Yes, I have to go through the script and break down every shot or set that has graphics in it. Sometimes it’s vague and says something like, "She is looking through medical documents about a patient." The director will say it doesn't have to be a specific disease, just about the patient’s medical history. In this case the design is supporting the story versus telling a specific part of it. Then there are times when the script is very specific and says beat by beat what we see on the screen, so the design has to match exactly. In that case I would have to design around this while telling the story. Sometimes you only have a second or two to tell a story, so that people watching can instantly understand what they are seeing.
“I think the expectations of UI are climbing way past what we saw in a movie and thought we could never have. Now we see it at our fingertips.”
I’m not sure, to be honest. I can say that people are understanding the importance of a well-designed UI now more than ever. I think the expectations of UI are climbing way past what we saw in a movie and thought we could never have. Now we see it at our fingertips. I talk a lot with people who are making real world products or software who see things in a movie and want to make it in real life. They are inspired by what they see in a movie and want to make it a reality. On the other side, I am very inspired by real world tech. Sometimes I find that when I’m designing something I think would be cool to have in a film, it already exists in reality and it’s even better than I expected. That inspires me to make something completely new.
Because I'm a big fan, I have always wanted to work on a Star Wars film. That’s one I would really like to be a part of.
It depends on what part of this work they are interested in. There are programmers who develop the software we use to play back the graphics on set. There are designers or animators, sometimes people who do both. I wish I could do all three — design, animate and program. But I can't program on that level so I will leave it to the professionals. I focus mainly on design and animation, but understanding how it will be programmed really helps the workflow. As a designer or animator you can also work in post with VFX to create FUIs that are burned in or replaced.

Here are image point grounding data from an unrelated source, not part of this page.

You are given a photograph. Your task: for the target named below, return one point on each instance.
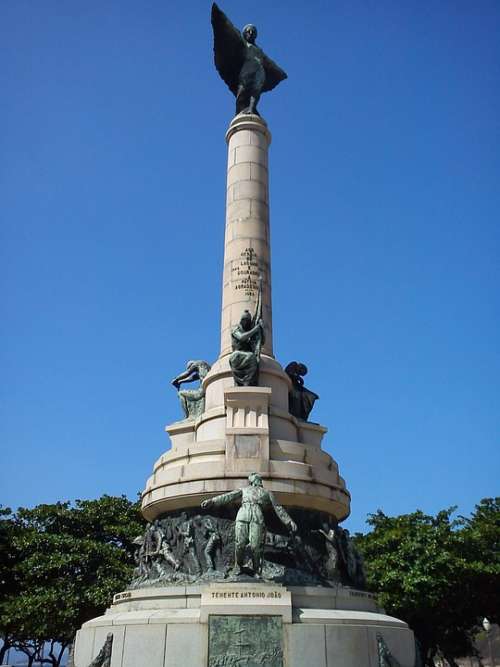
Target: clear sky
(385, 198)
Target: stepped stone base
(319, 627)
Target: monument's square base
(247, 624)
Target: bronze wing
(229, 49)
(274, 74)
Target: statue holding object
(250, 529)
(192, 400)
(243, 66)
(247, 340)
(300, 399)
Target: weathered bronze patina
(300, 399)
(243, 66)
(192, 400)
(252, 641)
(250, 529)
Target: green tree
(68, 561)
(440, 575)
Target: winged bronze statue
(243, 66)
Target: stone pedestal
(313, 627)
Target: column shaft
(247, 252)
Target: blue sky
(385, 196)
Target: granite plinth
(167, 627)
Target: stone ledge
(343, 617)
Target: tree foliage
(441, 575)
(60, 566)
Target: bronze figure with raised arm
(243, 66)
(250, 528)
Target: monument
(244, 561)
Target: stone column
(247, 249)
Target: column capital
(248, 122)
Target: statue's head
(255, 479)
(249, 33)
(246, 320)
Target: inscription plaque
(249, 641)
(246, 271)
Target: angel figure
(243, 66)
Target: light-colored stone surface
(187, 646)
(305, 646)
(347, 646)
(246, 599)
(143, 645)
(246, 251)
(166, 636)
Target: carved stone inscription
(252, 641)
(246, 271)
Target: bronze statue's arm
(187, 376)
(245, 335)
(282, 514)
(223, 499)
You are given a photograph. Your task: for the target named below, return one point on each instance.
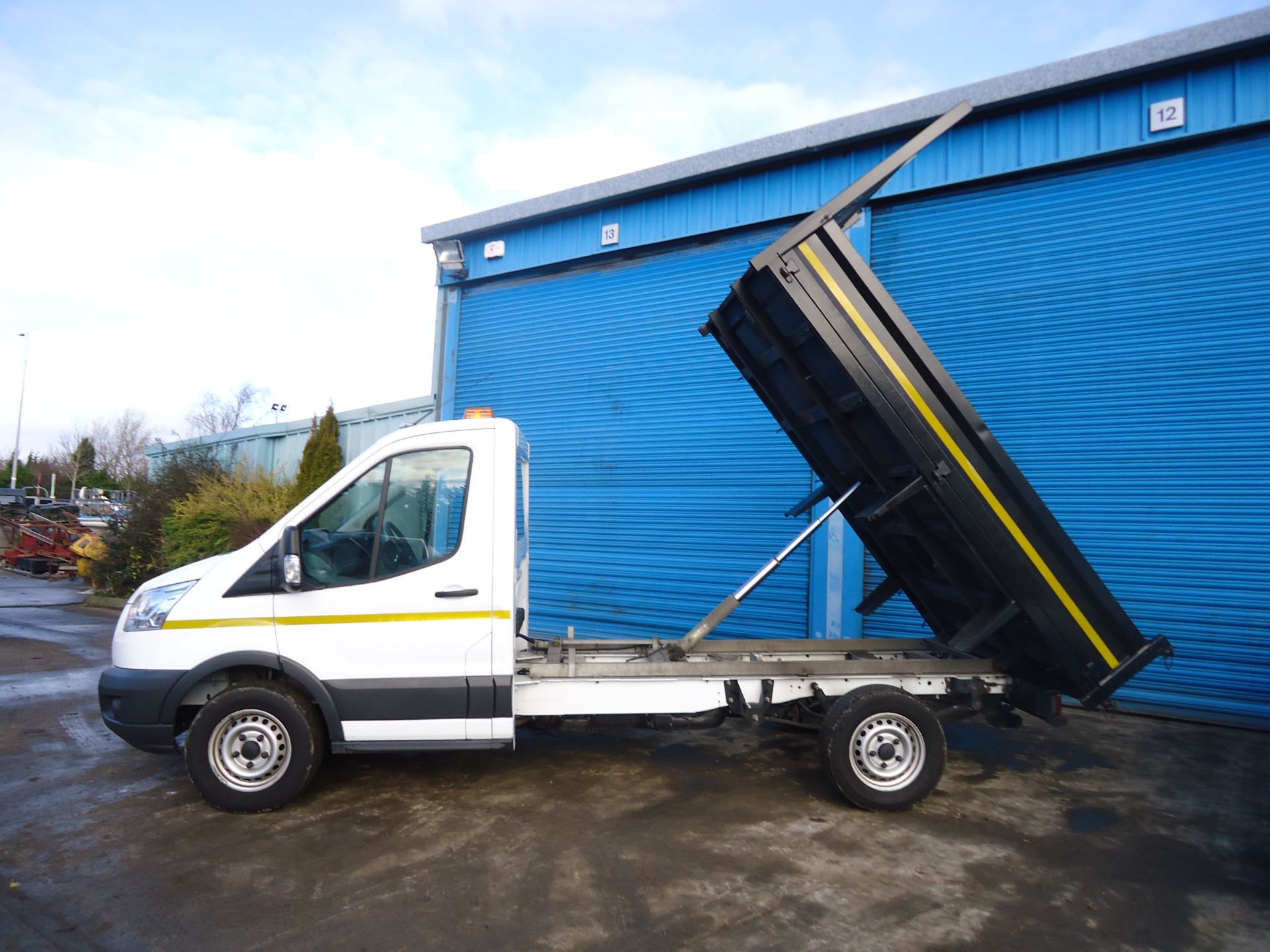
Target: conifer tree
(321, 459)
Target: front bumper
(132, 703)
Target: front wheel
(883, 748)
(254, 748)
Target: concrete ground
(1115, 832)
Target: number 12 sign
(1169, 114)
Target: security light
(450, 257)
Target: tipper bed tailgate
(943, 508)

I think having a good sense of design and animation is key. Knowing how something will move in space and understanding how to use motion along with your designs is a great skill to have. I would also recommend what I did. If you see something that inspires you, try to remake it. Try to solve how something was made and find a new, or even better way to approach it. Even if you can’t recreate it, you have learned something new. Then start designing and making your own. Even if it’s not for a specific project, come up with one.
Also don’t be afraid to ask other designers questions. Some may not respond and some may help. I try to help anyone who is passionate about this kind of work as much as I can.
Chris, thank you so, so much for this interview! You might have guessed from my sometimes stupid questions how little I know about designing UI for the film industry, so I personally learned a ton.